S'ils sont prompts à dénoncer l'"oligopole" des agences de notation financière, les responsables européens ont jusqu'ici été incapables de prendre des mesures concrètes pour contrer leur pouvoir, déplore le quotidien portugais Público.
Un chœur de responsables politiques de l’Union européenne, mais pas seulement, est venu hier, le 6 juillet, dénoncer publiquement l’"oligopole" (le mot est du ministre allemand des Finances Wolfgang Schäuble) des agences de notation financière. Alors que la dette du Portugal vient d’être descendue en catégorie "spéculative", à l’incompréhension, à l’indignation et aux critiques s’est ajoutée la promesse, faite par Wolfgang Schäuble, que l’UE allait “faire des efforts” pour en finir avec le pouvoir dévastateur de ces agences dans la zone euro.
La promesse pourrait être belle, si elle n’était usée jusqu’à la corde. Depuis 2008, les dirigeants européens multiplient les menaces contre les agissements absurdes de ces agences, sans qu’aucune mesure concrète n’ait été prise pour les empêcher de faire du tort. Alors que les Etats-Unis ont modifié leur réglementation bancaire pour réduire leur pouvoir et que la Chine, s’est tout simplement dotée d’une agence nationale, l’Europe n’est jamais allée au-delà des vœux pieux, renforçant ainsi l’impression de vacance des idées et du pouvoir qui se dégage de Bruxelles, de Paris et de Berlin.
Face à ce vide, il est normal que les agences bombent le torse et cherchent à explorer jusqu’à ses limites la vulnérabilité de l’euro. Ce qui est en jeu aujourd’hui, ce ne sont pas seulement les difficultés du Portugal (sans parler de la Grèce) à assumer ses engagements : il se dégage également de l’action des agences une sorte de nécrophilie qui les fait se comporter en vautours planant au-dessus de la fragile monnaie unique. Incapable de leur tenir tête, offrant chaque jour au monde une nouvelle preuve de sa confusion, l’Europe ne réagit que quand elle se retrouve dans les cordes.
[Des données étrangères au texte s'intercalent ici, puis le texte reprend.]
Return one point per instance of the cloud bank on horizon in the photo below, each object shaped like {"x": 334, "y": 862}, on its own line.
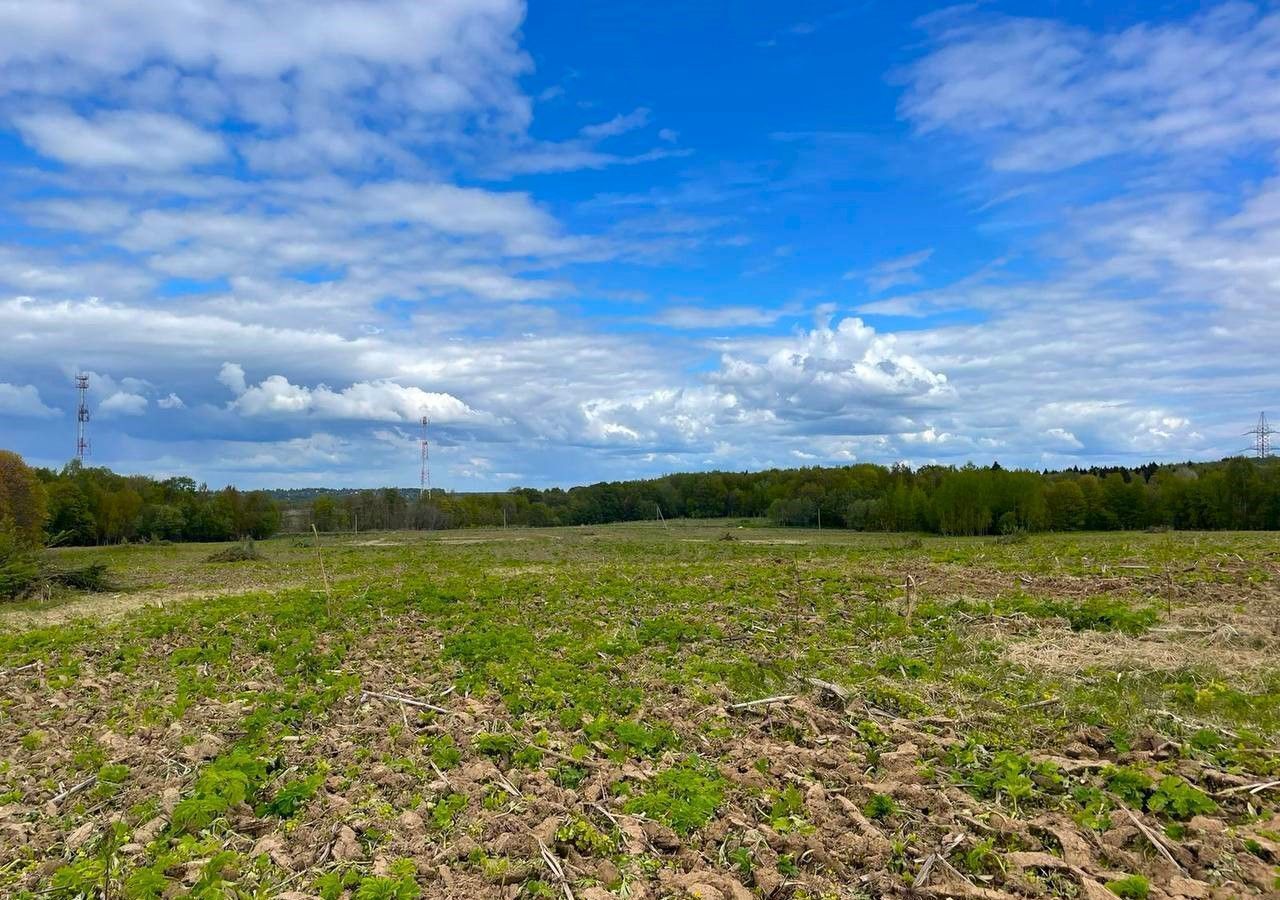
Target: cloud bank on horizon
{"x": 616, "y": 242}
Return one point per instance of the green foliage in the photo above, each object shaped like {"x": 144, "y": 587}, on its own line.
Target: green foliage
{"x": 1006, "y": 776}
{"x": 585, "y": 837}
{"x": 92, "y": 505}
{"x": 1128, "y": 784}
{"x": 447, "y": 809}
{"x": 635, "y": 738}
{"x": 400, "y": 885}
{"x": 1179, "y": 800}
{"x": 444, "y": 752}
{"x": 19, "y": 565}
{"x": 1132, "y": 887}
{"x": 246, "y": 551}
{"x": 293, "y": 796}
{"x": 881, "y": 805}
{"x": 81, "y": 878}
{"x": 787, "y": 811}
{"x": 225, "y": 782}
{"x": 685, "y": 796}
{"x": 494, "y": 745}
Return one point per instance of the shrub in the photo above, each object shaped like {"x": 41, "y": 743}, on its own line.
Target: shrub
{"x": 1133, "y": 887}
{"x": 242, "y": 552}
{"x": 1180, "y": 800}
{"x": 880, "y": 807}
{"x": 685, "y": 796}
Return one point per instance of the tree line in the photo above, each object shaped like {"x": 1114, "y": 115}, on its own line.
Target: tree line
{"x": 1234, "y": 493}
{"x": 81, "y": 505}
{"x": 85, "y": 505}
De leur côté, constatant la grande fragilité de ceux qui leur ont promis la bataille et qui reconnaissent parallèlement des pertes pour les investisseurs privés dans la restructuration de la dette grecque, les agences agissent de la façon la plus naturelle : elles augmentent la pression et étendent leur offensive. Quand la politique s’incline devant la force organisée des capitaux financiers, il n’y a pas grand-chose à espérer.